P4L2. Distributed File Systems Flashcards
What is the upload/download model?
Examples?
Pros/Cons?
Client downloads a file from the server, performs updates on it locally, then uploads the file.
Example: FTP, SVN
Pros
+ local reads/writes at client
Cons
- entire file download/updload even for small accesses
- server gives up control
What is the true remote file access model?
Every access to remote file goes to the server, nothing done locally
Pros
+ file access centrilized, easy to reason about consistency, multiple clients can’t overwrite a file at the same time
Cons
- every file operation pays a network latency cost (even reading only since client cannot cache file)
- limits server scalability b/c everything has to go through server
What is a stateless file server?
Pros/Cons?
Stateless means the sever doesn’t keep any information (e.g., which clients access which files, how many clients there are, etc). Every request has to be self-contained (include everything it needs to do its work like file name, offset, data).
Pros
+ no resources used on the server side to maitain state (CPU/MM)

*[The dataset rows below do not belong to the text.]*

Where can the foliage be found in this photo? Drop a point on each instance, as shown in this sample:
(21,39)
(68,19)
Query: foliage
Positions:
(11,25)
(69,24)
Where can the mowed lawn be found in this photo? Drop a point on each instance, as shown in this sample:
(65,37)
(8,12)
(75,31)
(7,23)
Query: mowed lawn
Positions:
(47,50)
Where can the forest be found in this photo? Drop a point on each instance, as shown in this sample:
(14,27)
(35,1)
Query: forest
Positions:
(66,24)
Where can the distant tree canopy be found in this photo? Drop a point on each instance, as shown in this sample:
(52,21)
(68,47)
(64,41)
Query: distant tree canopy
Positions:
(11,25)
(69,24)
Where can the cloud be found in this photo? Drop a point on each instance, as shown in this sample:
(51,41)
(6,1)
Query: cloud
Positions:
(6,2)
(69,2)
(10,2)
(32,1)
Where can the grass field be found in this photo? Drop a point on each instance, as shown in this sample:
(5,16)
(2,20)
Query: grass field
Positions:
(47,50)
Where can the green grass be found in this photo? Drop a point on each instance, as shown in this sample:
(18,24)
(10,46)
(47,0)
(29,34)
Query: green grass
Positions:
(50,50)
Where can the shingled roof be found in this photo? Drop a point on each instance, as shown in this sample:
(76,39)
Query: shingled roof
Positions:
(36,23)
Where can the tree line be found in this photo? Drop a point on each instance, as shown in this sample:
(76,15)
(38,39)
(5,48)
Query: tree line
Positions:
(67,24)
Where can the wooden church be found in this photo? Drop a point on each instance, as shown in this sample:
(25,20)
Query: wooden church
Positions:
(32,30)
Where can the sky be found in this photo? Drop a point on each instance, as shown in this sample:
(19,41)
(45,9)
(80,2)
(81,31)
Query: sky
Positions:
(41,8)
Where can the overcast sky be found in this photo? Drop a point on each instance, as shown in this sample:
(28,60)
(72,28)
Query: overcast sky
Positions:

+ resilient: on failure, just restart
Cons
- cannot support caching and consistency management (we need state to do this)
- every request self-contained => more bits transferred to describe request
What is a stateful file server?
Pros/Cons?
A server that keeps state needed to track what is cached/accessed (e.g., who had portions of the file cache, who has written to a file, etc)
Pros
+ can support locking, caching, incremental operations
Cons
- need checkpointing and recovery mechanisms to handle failure
- overheads to maintain state and consistncy => depends on caching mechanism and consistency protocol
What is caching state in a DFS?
Clients can locally maintain a portion of state (e.g., file blocks).
Clients can locally perform operations on cached state (e.g., open/read/write)
A coherence mechanism is require to keep the cached portions of files consistent with the server representation.
What is “UNIX semantics”?
Every write is visible immediately
What is “session semantics”?
- write-back on close(), update on open()
- easy to reason about, but may be insufficient
What is “periodic updates”?
- client writes-back periodically => clients have a “lease” on how long they can used the cached data (not exclusive necessarily)
- server invalidates periodically => provides bounds on inconsistency. easier to correct conflicts b/c they are fewer & smaller
- augment with flush()/sync() API
What is “immutable files”?
- never modify, new files created
What is replication?
Pros/Cons?
Each machine holds all files
Pros
+ load balancing
+ availability
+ fault tolerance
Cons
- writes become more complex (sychnronously write to all, or write to one then propagate to others)
- replicas must be reconsiled (e.g., voting)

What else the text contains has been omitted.